Cuma kamu dek yang bunda percaya, cuma kamu yang bunda
yakin gak akan khianatin bundamu ini. Batin Clara sambil menatap perutnya.
"Cla kita nikah
dengan benar. Ada anak juga sebentar lagi. Apa yang kita alami tadi hanya ombak
kecil. Kamu jangan goyah dong buat dampingin aku," ucap Bara menasehati
sekaligus menyakinkan istrinya yang kini tengah rapuh.
"Kak, kamu sayang
aku?" tanya Clara.
"Itu gak perlu ditanya
lagi sayang, sudah jelas jawabannya iya. Sangat, aku sangat sayang. Bahkan
lebih dari itu. Aku cinta," jawab Bara.
"Kalo sama anak
kita?" tanya Clara lagi.
"Kamu sama anak kita
itu ibarat jantung dan paru-paru sementara aku tulang yang menjaga kalian. Aku
punya jantung tapi tidak ada paru-paru aku akan mati, begitu pula
sebaliknya," ucap Bara meyakinkan istrinya.
"Kakak, kalo kakak
suruh pilih siapa yang akan kakak selamatkan antara aku atau anak kita nantinya.

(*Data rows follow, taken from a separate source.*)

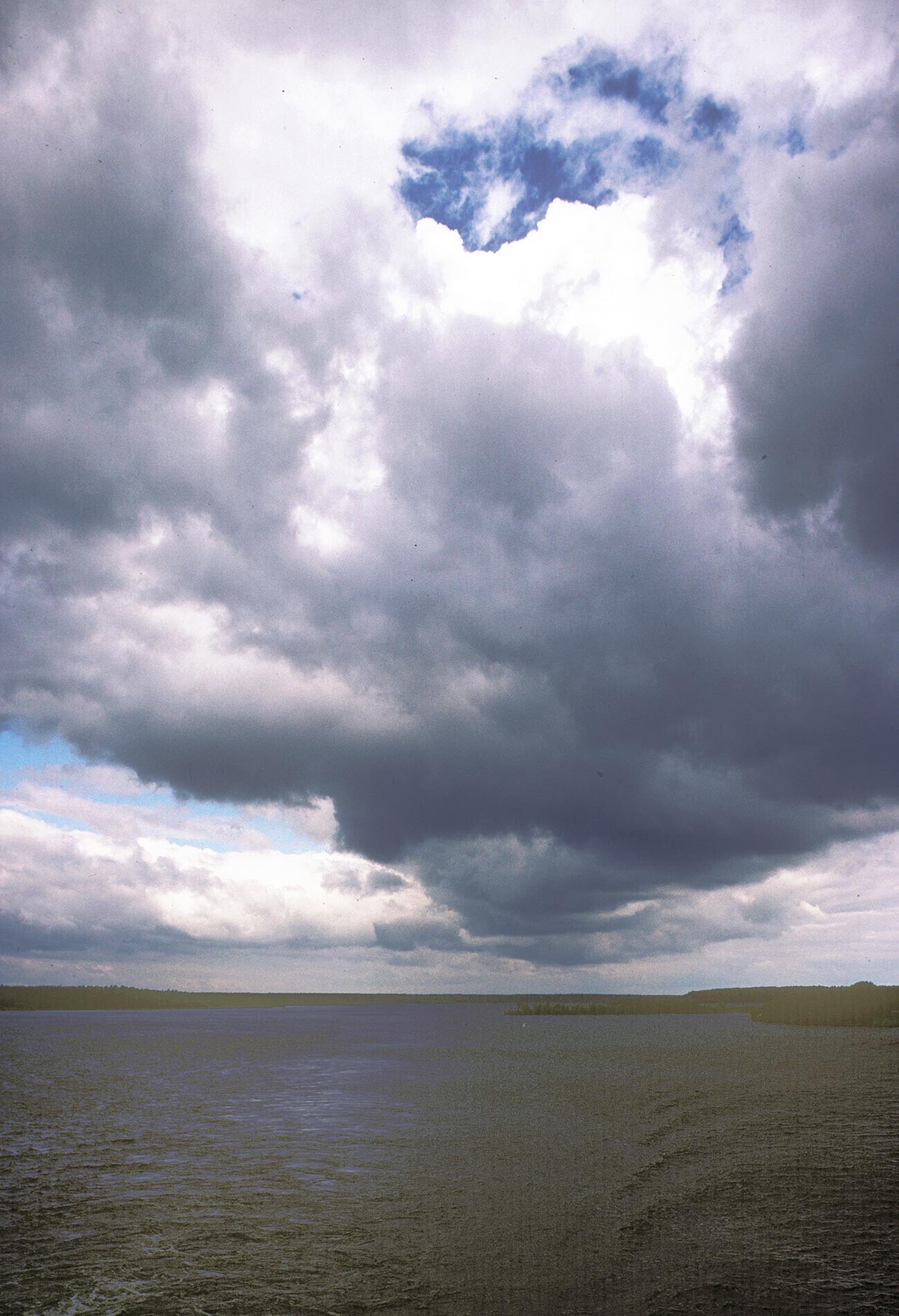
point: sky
(448, 494)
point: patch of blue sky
(651, 87)
(652, 160)
(19, 753)
(793, 140)
(494, 183)
(734, 241)
(711, 122)
(457, 179)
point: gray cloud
(555, 666)
(815, 370)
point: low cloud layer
(532, 544)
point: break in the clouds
(447, 486)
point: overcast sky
(450, 497)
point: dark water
(445, 1160)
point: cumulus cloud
(494, 488)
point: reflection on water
(445, 1160)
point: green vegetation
(860, 1005)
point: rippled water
(445, 1160)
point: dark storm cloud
(555, 667)
(815, 371)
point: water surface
(445, 1158)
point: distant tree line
(860, 1005)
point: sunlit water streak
(445, 1160)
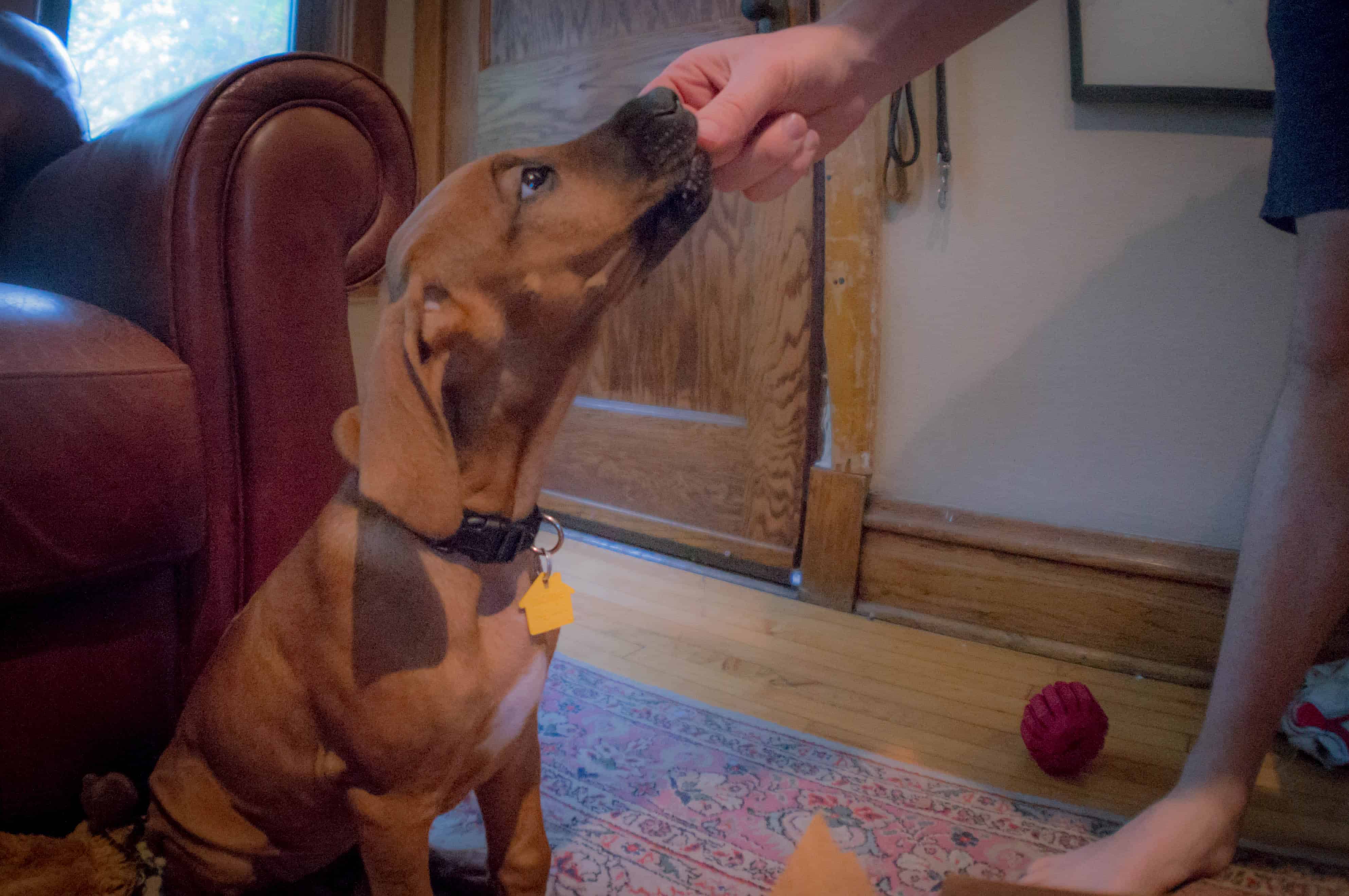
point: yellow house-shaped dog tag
(548, 604)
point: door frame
(447, 56)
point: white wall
(1095, 332)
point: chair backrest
(40, 110)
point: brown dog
(382, 673)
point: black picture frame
(1150, 94)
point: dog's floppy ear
(405, 454)
(347, 435)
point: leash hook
(545, 558)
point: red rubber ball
(1063, 728)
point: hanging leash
(943, 140)
(895, 140)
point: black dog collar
(486, 539)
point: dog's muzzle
(660, 138)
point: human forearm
(894, 41)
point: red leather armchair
(173, 354)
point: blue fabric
(1309, 169)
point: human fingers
(764, 154)
(783, 180)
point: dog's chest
(516, 706)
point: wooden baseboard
(1169, 561)
(1119, 602)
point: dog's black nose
(662, 102)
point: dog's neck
(502, 470)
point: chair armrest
(100, 444)
(230, 223)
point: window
(131, 53)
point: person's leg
(1293, 585)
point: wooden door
(693, 429)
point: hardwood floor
(920, 698)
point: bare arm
(771, 105)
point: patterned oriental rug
(651, 794)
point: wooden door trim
(855, 198)
(710, 548)
(353, 30)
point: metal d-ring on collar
(543, 556)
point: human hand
(770, 106)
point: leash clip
(545, 558)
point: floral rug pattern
(649, 794)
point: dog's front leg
(394, 837)
(519, 857)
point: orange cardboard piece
(821, 867)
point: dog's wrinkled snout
(662, 102)
(659, 133)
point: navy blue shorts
(1309, 168)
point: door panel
(695, 414)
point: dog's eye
(532, 180)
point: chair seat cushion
(103, 466)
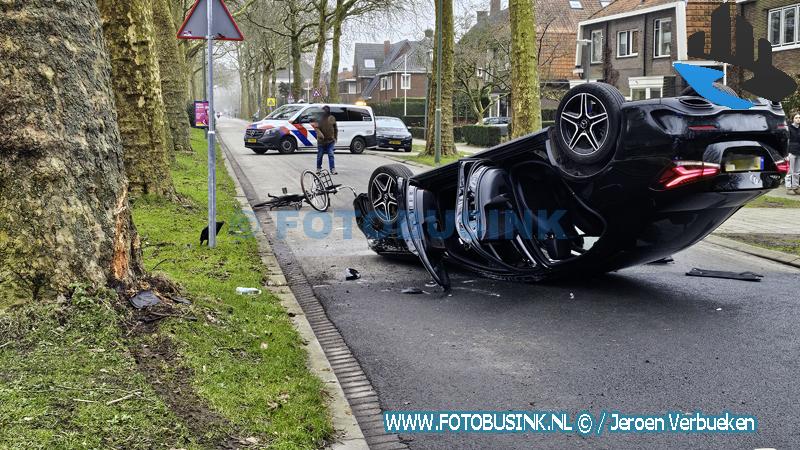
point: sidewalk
(763, 220)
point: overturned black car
(612, 184)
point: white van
(294, 126)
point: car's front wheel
(287, 145)
(358, 145)
(588, 122)
(383, 192)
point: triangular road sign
(196, 23)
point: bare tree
(64, 212)
(526, 114)
(128, 29)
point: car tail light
(684, 172)
(782, 166)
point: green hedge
(548, 115)
(419, 133)
(480, 135)
(415, 107)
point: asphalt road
(643, 340)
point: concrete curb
(772, 255)
(349, 434)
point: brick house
(633, 44)
(348, 89)
(779, 22)
(404, 71)
(556, 24)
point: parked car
(294, 126)
(392, 133)
(610, 185)
(500, 122)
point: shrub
(480, 135)
(458, 134)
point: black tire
(690, 92)
(382, 192)
(287, 145)
(588, 121)
(358, 145)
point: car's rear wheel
(588, 122)
(383, 192)
(287, 145)
(358, 145)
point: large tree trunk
(448, 146)
(333, 86)
(172, 69)
(297, 74)
(322, 39)
(526, 108)
(64, 213)
(128, 28)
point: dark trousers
(323, 149)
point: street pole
(212, 168)
(437, 124)
(405, 87)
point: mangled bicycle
(317, 190)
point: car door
(345, 127)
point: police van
(294, 126)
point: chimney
(494, 7)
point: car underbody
(549, 205)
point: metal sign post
(212, 134)
(224, 28)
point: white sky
(409, 25)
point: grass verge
(225, 371)
(786, 243)
(765, 201)
(428, 160)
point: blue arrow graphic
(702, 80)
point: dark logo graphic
(767, 81)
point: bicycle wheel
(314, 191)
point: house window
(405, 81)
(662, 37)
(783, 26)
(596, 49)
(627, 43)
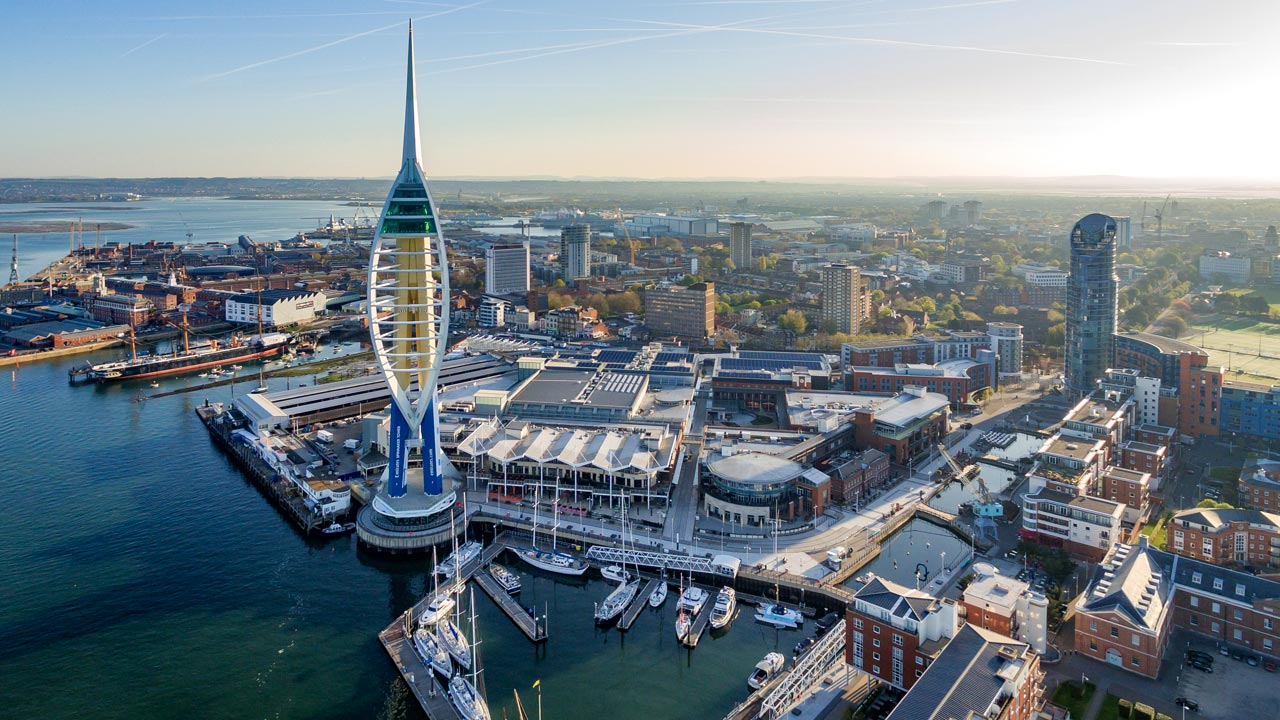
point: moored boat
(508, 580)
(766, 669)
(725, 607)
(658, 596)
(432, 652)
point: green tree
(794, 320)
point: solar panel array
(766, 364)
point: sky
(644, 89)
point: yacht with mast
(551, 560)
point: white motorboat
(553, 561)
(430, 651)
(616, 574)
(460, 559)
(466, 700)
(508, 580)
(778, 616)
(455, 642)
(726, 605)
(616, 602)
(658, 596)
(684, 623)
(691, 600)
(766, 670)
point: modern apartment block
(681, 311)
(1091, 302)
(845, 300)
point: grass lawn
(1068, 695)
(1156, 532)
(1110, 709)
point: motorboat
(616, 574)
(684, 623)
(432, 652)
(453, 641)
(553, 561)
(780, 616)
(616, 602)
(766, 669)
(508, 580)
(693, 600)
(460, 559)
(658, 596)
(725, 607)
(467, 700)
(439, 607)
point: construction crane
(631, 244)
(1160, 218)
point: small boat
(616, 574)
(766, 670)
(658, 596)
(553, 561)
(453, 641)
(438, 607)
(616, 602)
(466, 700)
(726, 605)
(508, 580)
(693, 600)
(430, 651)
(778, 616)
(460, 559)
(684, 623)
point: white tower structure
(408, 322)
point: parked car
(1200, 655)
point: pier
(528, 624)
(639, 604)
(699, 627)
(432, 695)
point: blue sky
(645, 87)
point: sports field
(1239, 345)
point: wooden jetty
(699, 627)
(430, 693)
(638, 604)
(528, 624)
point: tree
(794, 320)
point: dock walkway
(639, 604)
(704, 616)
(426, 687)
(526, 623)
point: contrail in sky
(339, 41)
(161, 36)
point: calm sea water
(142, 578)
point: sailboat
(551, 560)
(464, 691)
(621, 597)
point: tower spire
(412, 144)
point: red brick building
(894, 632)
(1224, 537)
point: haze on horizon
(658, 89)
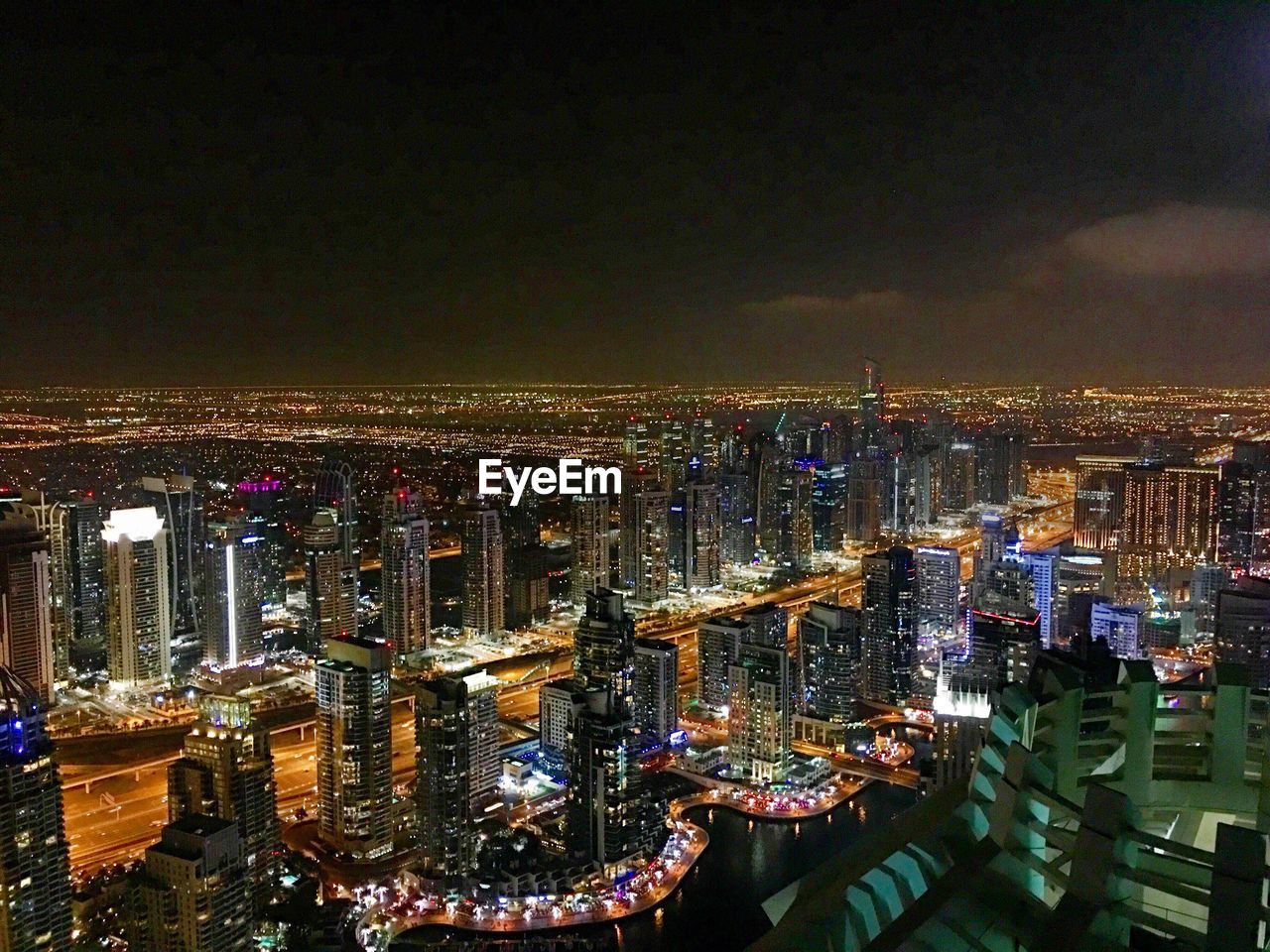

Kakak pilih siapa?" tanya Clara.
"Itu terlalu sulit
sayang. Kamu bunuh saja aku sekarang kalo kamu suruh pilih itu. Antara kamu
atau anak kita. Semua penting. Dia nafas dan darahku, sementara kamu jantung
dan paru-paruku. Aku gak mau kehilangan semuanya," jawab Bara lalu
menitipkan air mata saat menjawab pertanyaan Clara.
"Maaf aku ragu sama
kakak," ucap Clara lalu memeluk suaminya meskipun hatinya masih
mengganjal, Bara langsung membalas pelukan Clara dengan erat.
"Enggak sayang, aku
yang salah. Maaf bikin kamu cemburu. Maaf aku bodoh," ucap Bara sambil memeluk
Clara dan mengecup kening Clara berkali-kali.
"Jangan diulangi
lagi ya Kak. Nanti aku pergi loh," ucap Clara lalu mengecup bibir suaminya
dengan lembut.
***
"Aku pulang,"
sapa Robi yang baru pulang kerja sambil melonggarkan dasinya.
"Aw! Anak mama pulang!"
pekik Tuti, mamanya Robi yang menyambut kedatangan putranya.
"Loh mama kapan
datang?" tanya Robi yang terkejut juga panik saat mamanya datang
berkunjung.
"Tadi siang. Mama
langsung ke sini. Liat Bob lagi beresin kandangmu ini, rajin bener. Oh iya!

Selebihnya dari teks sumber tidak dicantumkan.